I podi come punto di partenza

Le due prestazioni consecutive sul podio, ottenute da Charles Leclerc tra Austin e Città del Messico, hanno rappresentato una boccata d’ossigeno dopo le difficoltà emerse a Singapore e in altre prove, ma non bastano a cambiare la percezione di un’annata dal sapore amaro. Quei risultati, seppur importanti per il morale della squadra e per la rincorsa al secondo posto nel mondiale Costruttori, vengono considerati da Vigna non come un traguardo, bensì come una base minima dalla quale ripartire. “Siamo felici dei due podi, ma dobbiamo tenere i piedi per terra”, ha precisato l’ad, ponendo l’accento sulla necessità di “volere il massimo” nelle quattro gare che mancano all’appuntamento con il termine della stagione, un obiettivo che si traduce nella volontà di fare sempre meglio, gara dopo gara.

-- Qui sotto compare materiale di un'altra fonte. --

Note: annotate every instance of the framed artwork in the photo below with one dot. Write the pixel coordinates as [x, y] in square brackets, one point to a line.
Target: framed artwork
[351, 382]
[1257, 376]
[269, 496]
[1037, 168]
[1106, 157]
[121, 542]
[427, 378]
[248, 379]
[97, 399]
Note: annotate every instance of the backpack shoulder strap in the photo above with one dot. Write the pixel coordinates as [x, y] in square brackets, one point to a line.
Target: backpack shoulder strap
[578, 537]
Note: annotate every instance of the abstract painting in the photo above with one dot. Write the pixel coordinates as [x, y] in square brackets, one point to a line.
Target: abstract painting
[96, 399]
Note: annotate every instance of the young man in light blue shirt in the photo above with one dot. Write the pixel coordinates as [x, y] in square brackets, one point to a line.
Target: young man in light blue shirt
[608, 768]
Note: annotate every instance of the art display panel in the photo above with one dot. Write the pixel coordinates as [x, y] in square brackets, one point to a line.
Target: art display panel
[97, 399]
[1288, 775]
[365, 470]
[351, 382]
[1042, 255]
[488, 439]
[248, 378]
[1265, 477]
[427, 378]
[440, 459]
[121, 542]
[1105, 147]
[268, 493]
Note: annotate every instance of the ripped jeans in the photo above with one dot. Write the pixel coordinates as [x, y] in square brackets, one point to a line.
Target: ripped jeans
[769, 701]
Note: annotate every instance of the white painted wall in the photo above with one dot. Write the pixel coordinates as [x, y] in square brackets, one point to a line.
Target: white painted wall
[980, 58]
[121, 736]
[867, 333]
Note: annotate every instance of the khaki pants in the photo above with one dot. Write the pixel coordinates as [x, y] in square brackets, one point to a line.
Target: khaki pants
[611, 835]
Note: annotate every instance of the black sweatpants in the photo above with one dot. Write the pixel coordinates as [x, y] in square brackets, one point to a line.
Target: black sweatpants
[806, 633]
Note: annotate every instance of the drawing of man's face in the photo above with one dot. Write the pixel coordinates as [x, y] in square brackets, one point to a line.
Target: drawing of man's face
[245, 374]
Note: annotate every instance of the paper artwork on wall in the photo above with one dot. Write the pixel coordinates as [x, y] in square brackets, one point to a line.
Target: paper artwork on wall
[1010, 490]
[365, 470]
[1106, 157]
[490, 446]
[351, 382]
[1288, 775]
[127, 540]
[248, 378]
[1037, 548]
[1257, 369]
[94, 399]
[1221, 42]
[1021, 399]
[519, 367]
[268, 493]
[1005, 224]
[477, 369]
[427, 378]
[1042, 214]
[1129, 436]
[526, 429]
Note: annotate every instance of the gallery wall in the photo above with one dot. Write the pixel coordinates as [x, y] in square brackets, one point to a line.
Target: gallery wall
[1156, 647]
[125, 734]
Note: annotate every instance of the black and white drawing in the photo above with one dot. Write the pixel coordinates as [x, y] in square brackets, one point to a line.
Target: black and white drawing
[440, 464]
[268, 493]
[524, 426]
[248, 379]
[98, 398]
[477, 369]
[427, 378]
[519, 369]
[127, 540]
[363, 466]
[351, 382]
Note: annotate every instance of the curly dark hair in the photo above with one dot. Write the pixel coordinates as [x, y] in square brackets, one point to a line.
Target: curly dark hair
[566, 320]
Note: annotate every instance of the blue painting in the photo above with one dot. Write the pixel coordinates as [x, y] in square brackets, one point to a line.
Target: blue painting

La sfida immediata con Mercedes

La rincorsa al secondo posto in classifica, un obiettivo tutt’altro che scontato visto che tre scuderie si trovano racchiuse in un esiguo numero di punti, costituisce l’immediato orizzonte agonistico. La rinascita della Red Bull dopo Zandvoort e il successo della Mercedes a Singapore hanno infatti complicato i piani della scuderia di Maranello, costringendo a una reazione d’orgoglio. La missione per il prossimo Gran Premio di San Paolo, in programma nel secondo weekend di novembre, sarà proprio quella di consolidare il controsorpasso completato ai danni della Mercedes in terra messicana, trattando ogni singolo appuntamento rimanente come uno sprint da interpretare con la massima concentrazione.

La maratona verso il 2026

Se il presente è fatto di sprint, il futuro prossimo, che Vigna delinea con chiarezza, è invece una maratona. Il 2026, con il suo campionato che si prospetta articolato su ventiquattro appuntamenti, dovrà rappresentare per la Ferrari una corsa lunga e continua, da disputare stabilmente nelle posizioni di testa per potersi finalmente giocare il successo iridato. È significativo che proprio di maratona, un’immagine che evoca resistenza, preparazione e visione di lungo periodo, l’ad abbia scelto di parlare in un momento così delicato, quasi a voler indicare una strada che va al di là del risultato immediato, pur senza sminuirne l’importanza. Un percorso, il suo, che lascia spazio anche alla leggerezza, come quando, parlando dell’evento podistico, ha dichiarato che Hamilton e Leclerc sarebbero “liberi di provarci” a partecipare, se lo desiderassero.